He'd set up lights.
For her.
*It's practical,* she told herself. *We can't dance in the dark. He's just being sensible.*
But the flutter in her stomach disagreed.
She made herself keep walking. Down the main path, past the wine shop with its hand-painted sign, past the barn where they stored the barrels. The ground beneath her feet shifted from gravel to packed earth as she approached the bridge over the creek, then to soft moss as she entered the forest.
The grove swallowed her like a held breath.
Inside, the lanterns were everywhere—tiny glass orbs strung between branches, casting pools of soft golden light across the clearing. The effect was… intimate. Private. Like stepping into a world where only two people existed.
And standing in the center of that world, watching her approach with an expression she couldn't read, was Thallos.
He'd dressed up.
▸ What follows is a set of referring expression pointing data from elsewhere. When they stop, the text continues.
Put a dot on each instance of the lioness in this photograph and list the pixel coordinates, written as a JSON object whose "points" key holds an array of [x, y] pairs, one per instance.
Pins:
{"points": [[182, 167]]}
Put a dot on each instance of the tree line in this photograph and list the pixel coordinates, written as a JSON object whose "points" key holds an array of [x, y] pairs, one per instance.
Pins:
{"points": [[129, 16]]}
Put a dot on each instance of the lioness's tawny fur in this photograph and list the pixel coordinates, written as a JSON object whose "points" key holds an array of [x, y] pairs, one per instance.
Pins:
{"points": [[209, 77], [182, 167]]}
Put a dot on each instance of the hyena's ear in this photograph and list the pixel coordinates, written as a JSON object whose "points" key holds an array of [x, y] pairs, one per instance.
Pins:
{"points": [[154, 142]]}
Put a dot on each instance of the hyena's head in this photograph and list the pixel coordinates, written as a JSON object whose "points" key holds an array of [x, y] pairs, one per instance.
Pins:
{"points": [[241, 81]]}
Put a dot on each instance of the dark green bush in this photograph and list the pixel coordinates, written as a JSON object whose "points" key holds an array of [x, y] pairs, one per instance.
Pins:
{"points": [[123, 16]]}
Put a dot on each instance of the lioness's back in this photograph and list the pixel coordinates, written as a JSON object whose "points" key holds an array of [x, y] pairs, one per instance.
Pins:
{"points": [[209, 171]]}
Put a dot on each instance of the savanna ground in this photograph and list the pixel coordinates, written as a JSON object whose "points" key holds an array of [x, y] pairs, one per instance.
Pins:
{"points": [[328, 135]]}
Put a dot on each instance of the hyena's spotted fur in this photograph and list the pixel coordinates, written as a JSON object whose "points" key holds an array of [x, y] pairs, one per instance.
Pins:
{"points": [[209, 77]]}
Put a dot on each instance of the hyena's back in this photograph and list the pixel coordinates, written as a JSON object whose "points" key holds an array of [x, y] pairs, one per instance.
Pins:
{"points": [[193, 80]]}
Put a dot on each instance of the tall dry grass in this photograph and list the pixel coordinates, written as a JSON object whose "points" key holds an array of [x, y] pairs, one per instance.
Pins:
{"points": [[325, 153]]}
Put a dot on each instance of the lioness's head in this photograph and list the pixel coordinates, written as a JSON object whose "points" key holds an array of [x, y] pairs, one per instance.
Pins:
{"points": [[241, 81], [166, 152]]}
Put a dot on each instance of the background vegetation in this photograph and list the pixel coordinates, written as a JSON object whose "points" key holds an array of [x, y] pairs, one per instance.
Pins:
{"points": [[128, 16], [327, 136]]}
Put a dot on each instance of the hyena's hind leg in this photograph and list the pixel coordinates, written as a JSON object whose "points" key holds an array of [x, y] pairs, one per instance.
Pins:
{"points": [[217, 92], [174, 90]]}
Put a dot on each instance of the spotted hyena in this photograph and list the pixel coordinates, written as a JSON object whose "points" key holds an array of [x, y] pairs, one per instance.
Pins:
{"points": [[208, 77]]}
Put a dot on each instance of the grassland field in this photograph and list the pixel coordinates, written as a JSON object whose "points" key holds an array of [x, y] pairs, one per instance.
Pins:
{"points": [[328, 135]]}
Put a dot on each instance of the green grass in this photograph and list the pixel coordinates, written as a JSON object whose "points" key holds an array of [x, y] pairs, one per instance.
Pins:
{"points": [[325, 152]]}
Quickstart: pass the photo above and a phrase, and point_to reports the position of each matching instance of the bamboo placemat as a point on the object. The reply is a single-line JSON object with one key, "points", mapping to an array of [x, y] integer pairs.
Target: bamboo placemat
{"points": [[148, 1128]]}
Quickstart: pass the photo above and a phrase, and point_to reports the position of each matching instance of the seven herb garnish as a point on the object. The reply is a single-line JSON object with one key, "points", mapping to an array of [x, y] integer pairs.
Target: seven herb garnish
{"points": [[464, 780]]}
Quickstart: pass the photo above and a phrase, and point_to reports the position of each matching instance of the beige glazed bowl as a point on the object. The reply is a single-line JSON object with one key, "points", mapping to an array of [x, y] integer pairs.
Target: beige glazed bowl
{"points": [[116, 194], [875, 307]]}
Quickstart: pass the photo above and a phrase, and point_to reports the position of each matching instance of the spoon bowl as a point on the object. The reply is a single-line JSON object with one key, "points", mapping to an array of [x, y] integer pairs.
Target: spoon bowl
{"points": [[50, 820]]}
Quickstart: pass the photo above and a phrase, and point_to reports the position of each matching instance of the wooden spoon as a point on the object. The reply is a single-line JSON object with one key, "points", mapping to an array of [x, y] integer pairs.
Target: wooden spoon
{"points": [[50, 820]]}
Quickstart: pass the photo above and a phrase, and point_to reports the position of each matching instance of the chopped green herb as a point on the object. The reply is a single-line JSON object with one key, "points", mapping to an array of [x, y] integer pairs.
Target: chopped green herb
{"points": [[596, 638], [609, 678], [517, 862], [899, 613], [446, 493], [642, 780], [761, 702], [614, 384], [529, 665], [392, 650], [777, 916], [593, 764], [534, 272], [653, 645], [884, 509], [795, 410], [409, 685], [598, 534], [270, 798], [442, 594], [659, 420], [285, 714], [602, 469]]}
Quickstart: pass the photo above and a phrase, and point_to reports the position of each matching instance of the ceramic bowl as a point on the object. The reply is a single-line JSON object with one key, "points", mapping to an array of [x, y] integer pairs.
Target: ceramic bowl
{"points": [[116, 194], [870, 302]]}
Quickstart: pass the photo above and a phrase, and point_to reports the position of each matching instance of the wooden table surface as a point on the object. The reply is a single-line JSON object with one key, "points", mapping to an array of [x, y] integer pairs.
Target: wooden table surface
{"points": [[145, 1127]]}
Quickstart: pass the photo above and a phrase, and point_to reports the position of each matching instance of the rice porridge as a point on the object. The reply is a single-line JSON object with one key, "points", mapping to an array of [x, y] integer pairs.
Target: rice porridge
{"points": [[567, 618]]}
Not formally, just a loose white shirt with the sleeves rolled to his elbows and the hem tucked into a wideleather belt, but it was more effort than she'd seen him make before. His hair was damp, like he'd recently bathed, and there was something almost vulnerable about the way he held himself. Careful. Uncertain.
*He's nervous too,* she realized.
The thought was absurdly comforting.
"You came."
His voice was soft. The grove seemed to absorb the sound, wrapping around them like a blanket.
"I said I would."
"I know. I just…" He shrugged, a gesture that was meant to look casual and didn't quite manage it. "I wasn't sure."
Neither was she, if she was being honest. She'd changed her mind a dozen times on the walk over. She'd come up with increasingly elaborate excuses to turn around. She'd very nearly texted him from the end of the Sandersons' driveway to claim a sudden bout of food poisoning.
But she was here now.
She looked around the grove, taking in the lanterns, the cleared space in the center, the soft moss underfoot. "You didn't have to do all this."
"I wanted to." He moved toward her, then stopped himself, maintaining a careful distance. "The grove is… it's important to me. I wanted it to look its best."
There was something in his voice, some weight behind the words, that made her want to ask questions. But his expression suggested he wasn't ready to answer them, so she let it go.
"It's beautiful," she said instead. And meant it.
The tension in his shoulders eased slightly. "I brought wine, if you want some. To settle the nerves."
"My nerves are perfectly settled."
He raised an eyebrow.
"They're mostly settled," she amended. "Reasonably settled. Settled-adjacent."
The corner of his mouth twitched. "So wine would be helpful."
"Wine would be extremely helpful, yes."
He gestured toward a blanket spread near the edge of the clearing, where a bottle and two glasses waited. It was thoughtful. Considerate. The kind of careful attention that made her chest ache in a way she didn't want to examine too closely.
They sat, and he poured, and for a moment there was only the quiet sounds of the grove—birds settling for the night, leaves rustling overhead, the distant hum of insects in the meadow beyond.
"You don't have to do this," he said finally. "The dance, the lessons, any of it. We could tell the committee I twisted my ankle. No one would question it."